Atenea levantó la vista, temblando. —Entonces, ¿por qué siento que me estoy muriendo?

—Porque estás en guerra contigo misma. Porque dejaste que nos enterrara. Pero Atenea, tú no conoces el poder de tu sangre. No eres una simple omega. Eres más que eso. —El bosque se estremeció. Una ola de algo lo recorrió...

Un recuerdo. Ecos de otro tiempo.

Atenea contuvo la respiración. 

Se vio a sí misma, envuelta en una armadura roja como la sangre, de pie al frente de un ejército. Sus manos estaban empapadas por la batalla. Su voz era un tambor de guerra. Los lobos aullaban detrás de ella. No eran bestias, sino parientes. Alfas y omegas por igual se arrodillaban a sus pies, no por miedo, sino por reverencia.

—Skýrana.

El recuerdo resonó. Un título. Un nombre más antiguo que su vida actual. Su verdadero nombre.

La escena cambió de nuevo, fuego, cielo partido en dos, sombras retorciéndose. Ella estaba en el ojo de una tormenta, intacta. Su sangre iluminó la tierra como un reguero de pólvora. Su grito quebró montañas. Y entonces... cadenas. Traición. Su poder fue sellado. Su alma enviada hacia adelante.

Atenea cayó al suelo, sollozando. Mientras se agarraba la garganta y se frotaba el pecho para respirar. Se sintió sofocada, agotada. Muriendo.

No era una niña. Sabía que tenía algo poderoso dentro de ella, pero no podía nombrarlo porque no sabía qué era.

—¿Qué era yo?

La loba blanca se acercó a ella, presionando su hocico contra su pecho.

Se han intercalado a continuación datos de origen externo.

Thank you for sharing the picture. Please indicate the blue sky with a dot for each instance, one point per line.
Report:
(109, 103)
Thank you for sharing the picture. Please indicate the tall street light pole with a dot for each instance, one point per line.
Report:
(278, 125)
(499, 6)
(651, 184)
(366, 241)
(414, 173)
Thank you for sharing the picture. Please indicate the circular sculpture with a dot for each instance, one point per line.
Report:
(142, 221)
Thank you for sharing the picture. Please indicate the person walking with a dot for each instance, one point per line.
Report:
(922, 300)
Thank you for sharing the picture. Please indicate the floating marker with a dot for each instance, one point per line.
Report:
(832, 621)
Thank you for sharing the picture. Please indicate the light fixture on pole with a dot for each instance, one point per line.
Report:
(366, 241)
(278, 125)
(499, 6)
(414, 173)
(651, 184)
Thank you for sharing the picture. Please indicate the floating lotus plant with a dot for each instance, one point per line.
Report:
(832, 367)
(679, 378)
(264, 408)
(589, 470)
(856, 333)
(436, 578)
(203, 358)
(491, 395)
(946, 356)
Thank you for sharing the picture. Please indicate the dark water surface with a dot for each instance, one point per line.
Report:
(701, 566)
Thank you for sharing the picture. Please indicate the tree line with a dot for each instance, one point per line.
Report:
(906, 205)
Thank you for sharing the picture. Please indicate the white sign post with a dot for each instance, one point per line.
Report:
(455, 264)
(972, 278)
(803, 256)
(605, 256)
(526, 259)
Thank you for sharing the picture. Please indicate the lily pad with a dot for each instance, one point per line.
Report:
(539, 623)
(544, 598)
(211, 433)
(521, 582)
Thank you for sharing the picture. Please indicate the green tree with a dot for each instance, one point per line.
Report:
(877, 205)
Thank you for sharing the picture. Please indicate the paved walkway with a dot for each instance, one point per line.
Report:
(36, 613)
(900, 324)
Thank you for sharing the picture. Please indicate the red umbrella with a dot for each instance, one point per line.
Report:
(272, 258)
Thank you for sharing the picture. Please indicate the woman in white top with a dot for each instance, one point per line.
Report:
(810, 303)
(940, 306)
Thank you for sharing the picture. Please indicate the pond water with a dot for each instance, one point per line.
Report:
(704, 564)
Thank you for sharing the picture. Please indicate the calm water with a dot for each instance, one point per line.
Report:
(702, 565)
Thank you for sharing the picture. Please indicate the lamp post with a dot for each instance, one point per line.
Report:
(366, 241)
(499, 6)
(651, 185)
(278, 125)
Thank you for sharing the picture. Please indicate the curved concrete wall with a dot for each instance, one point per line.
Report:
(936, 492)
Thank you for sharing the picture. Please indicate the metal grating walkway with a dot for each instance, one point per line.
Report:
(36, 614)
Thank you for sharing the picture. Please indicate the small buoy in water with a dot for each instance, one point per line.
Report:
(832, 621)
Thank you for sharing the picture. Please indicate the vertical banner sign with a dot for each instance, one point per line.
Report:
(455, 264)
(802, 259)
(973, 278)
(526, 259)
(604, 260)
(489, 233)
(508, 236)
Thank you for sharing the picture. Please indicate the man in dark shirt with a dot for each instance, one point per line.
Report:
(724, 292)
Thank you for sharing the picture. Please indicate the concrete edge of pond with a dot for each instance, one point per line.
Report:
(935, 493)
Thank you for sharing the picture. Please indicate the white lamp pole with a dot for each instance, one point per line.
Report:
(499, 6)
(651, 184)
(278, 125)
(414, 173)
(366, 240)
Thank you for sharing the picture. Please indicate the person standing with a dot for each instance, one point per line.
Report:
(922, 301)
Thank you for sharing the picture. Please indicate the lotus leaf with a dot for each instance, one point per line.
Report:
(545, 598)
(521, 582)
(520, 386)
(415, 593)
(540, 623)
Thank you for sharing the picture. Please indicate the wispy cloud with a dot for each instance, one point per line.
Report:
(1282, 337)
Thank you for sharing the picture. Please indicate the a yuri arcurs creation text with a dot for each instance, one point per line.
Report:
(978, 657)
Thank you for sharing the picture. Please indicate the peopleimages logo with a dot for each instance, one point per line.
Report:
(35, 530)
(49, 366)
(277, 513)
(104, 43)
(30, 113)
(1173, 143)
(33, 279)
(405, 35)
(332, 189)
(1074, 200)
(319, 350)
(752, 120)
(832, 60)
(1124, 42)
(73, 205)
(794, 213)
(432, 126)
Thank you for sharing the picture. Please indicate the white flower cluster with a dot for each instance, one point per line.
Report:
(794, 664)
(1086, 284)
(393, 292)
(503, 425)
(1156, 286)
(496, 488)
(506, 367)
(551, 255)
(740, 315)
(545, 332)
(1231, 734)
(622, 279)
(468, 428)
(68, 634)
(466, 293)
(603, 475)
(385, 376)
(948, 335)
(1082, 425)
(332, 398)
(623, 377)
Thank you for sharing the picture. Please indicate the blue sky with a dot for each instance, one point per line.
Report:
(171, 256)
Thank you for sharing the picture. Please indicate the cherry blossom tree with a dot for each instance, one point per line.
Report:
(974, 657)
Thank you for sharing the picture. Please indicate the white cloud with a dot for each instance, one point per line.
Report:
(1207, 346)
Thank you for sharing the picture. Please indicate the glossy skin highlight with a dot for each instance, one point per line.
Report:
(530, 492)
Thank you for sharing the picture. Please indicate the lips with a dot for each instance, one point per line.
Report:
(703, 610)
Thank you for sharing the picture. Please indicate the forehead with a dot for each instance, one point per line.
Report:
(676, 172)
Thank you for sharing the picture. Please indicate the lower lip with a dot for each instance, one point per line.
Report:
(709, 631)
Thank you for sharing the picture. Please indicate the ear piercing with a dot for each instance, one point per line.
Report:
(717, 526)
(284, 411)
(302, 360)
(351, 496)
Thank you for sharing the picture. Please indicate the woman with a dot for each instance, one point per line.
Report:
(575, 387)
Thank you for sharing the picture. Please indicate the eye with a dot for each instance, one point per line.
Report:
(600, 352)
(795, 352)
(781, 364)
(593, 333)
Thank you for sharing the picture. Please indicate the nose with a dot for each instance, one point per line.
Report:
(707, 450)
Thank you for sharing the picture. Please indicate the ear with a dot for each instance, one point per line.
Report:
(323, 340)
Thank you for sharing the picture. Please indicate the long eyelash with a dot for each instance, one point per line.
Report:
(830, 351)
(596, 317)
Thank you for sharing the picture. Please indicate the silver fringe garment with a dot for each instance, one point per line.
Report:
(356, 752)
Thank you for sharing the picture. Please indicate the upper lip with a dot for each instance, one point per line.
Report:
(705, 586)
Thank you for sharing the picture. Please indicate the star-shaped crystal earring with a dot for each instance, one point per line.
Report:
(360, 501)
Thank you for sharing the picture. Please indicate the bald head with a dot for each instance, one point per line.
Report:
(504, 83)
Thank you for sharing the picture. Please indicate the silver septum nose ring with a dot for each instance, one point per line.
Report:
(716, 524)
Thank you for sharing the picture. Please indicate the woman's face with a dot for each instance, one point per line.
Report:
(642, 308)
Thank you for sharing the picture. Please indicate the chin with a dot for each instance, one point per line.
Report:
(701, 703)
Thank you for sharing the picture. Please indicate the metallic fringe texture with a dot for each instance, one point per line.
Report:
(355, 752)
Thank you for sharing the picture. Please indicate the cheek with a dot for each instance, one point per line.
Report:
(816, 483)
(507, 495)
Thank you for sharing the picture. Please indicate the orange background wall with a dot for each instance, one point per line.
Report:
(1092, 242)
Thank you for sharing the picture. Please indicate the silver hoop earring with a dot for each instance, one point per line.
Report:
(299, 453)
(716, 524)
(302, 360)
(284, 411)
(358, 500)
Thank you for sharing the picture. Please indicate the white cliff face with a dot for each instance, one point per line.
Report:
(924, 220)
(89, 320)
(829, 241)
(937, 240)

—Lo eras todo. Y lo volverás a ser.

—Pero él me marcó.

—Su marca es fuego. Las nuestras son estrellas. El vínculo es la mitad. No se completará hasta que tú también lo marques. —La loba enseñó los dientes—. Encuentra el Pozo. Deja que la sangre recuerde.

Atenea levantó la cara. —¿Y si he ido demasiado lejos?

—Entonces lo quemaremos. Pero no dejes que su marca me domine —dijo la loba.

Atenea pudo ver que su loba también estaba luchando.

La loba comenzó a desvanecerse, disolviéndose en mil estrellas. Su voz persistió, llevada por el viento...

—No somos presas. Somos una profecía —y entonces todo se volvió negro.

Los ojos de Atenea se abrieron de golpe. El mundo real volvió a golpearla. Cadenas. Sangre. Frío. La marca aún latía, aún ardía. Pero algo dentro de ella había cambiado.

Ella yacía quieta, pero su corazón era una tormenta. Un tambor de guerra.

Él lo había sentido, esa tenue aura. El pulso antiguo que no podía explicar. No fue un accidente.

El vínculo de pareja no la estaba silenciando, estaba amplificando lo que ya estaba allí. Y ese fue su error.

Ella no rogaría.

No dejaría morir a su loba.

Ella recordaría.

Y un día, reduciría su mundo a cenizas.